In Berlin, a spokesperson for Chancellor Angela Merkel praised Tuesday's accord as "an important step" toward a peace settlement in eastern Ukraine.

"We welcome in particular the commitment of Ukrainian President Zelensky, who took constructive steps forward in the interest of a peaceful solution in Donbass," Ulrike Demmer told reporters.

Russia, Ukraine and the separatists agreed on a cease-fire in 2015 and even signed a peace deal for a political transition in the east. The peace settlement, however, never took off because the separatists refused to let Ukrainian troops regain control of the border with Russia and allow Ukrainian parties to run in the local election.

Accord still 'vague': analyst

Zelensky insisted Tuesday that the local election in the east would be held only under Ukrainian law and after Ukraine regains control of the border.

Darka Olifer, a spokesperson for the Ukrainian envoy to the talks Leonid Kuchma, told The Associated Press on Wednesday that all parties have committed to consider the vote valid only if monitors from the Organization for Security and Cooperation in Europe rule that the election was free and fair.

Tatyana Stanovaya, a scholar at the Moscow Carnegie Center and head of the R.Politik political analysis firm, described Tuesday's agreement as a vague document that does not commit Ukraine or Russia to anything.

"Ukraine has agreed to a formula that is very vague and has no details.

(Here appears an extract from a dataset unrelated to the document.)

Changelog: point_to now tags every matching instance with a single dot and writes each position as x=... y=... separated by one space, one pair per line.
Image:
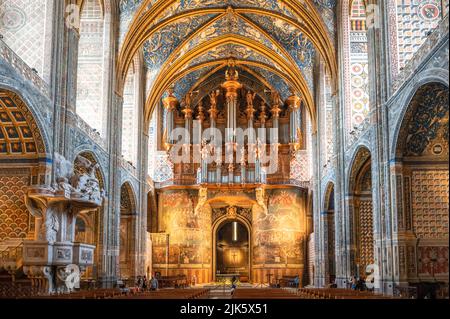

The question is what happens next," she said.

Russia and Ukraine are likely to face the same stumbling blocks as four years ago unless one side is willing to offer a radical compromise.

Views in the Kremlin on the Ukrainian conflict vary between those unwilling to offer any concessions to Kyiv and those who see more benefits in offering compromises such as allowing peacekeepers in the east, because persisting in the confrontation is weighing heavily on Russia's economy, said Stanovaya.

Zelensky, for his part, faces pressure both from Europe, which is anxious to see progress in peace settlement and from Ukrainians, who want peace in the east but are wary of reintegrating separatist rebels into the country's political system.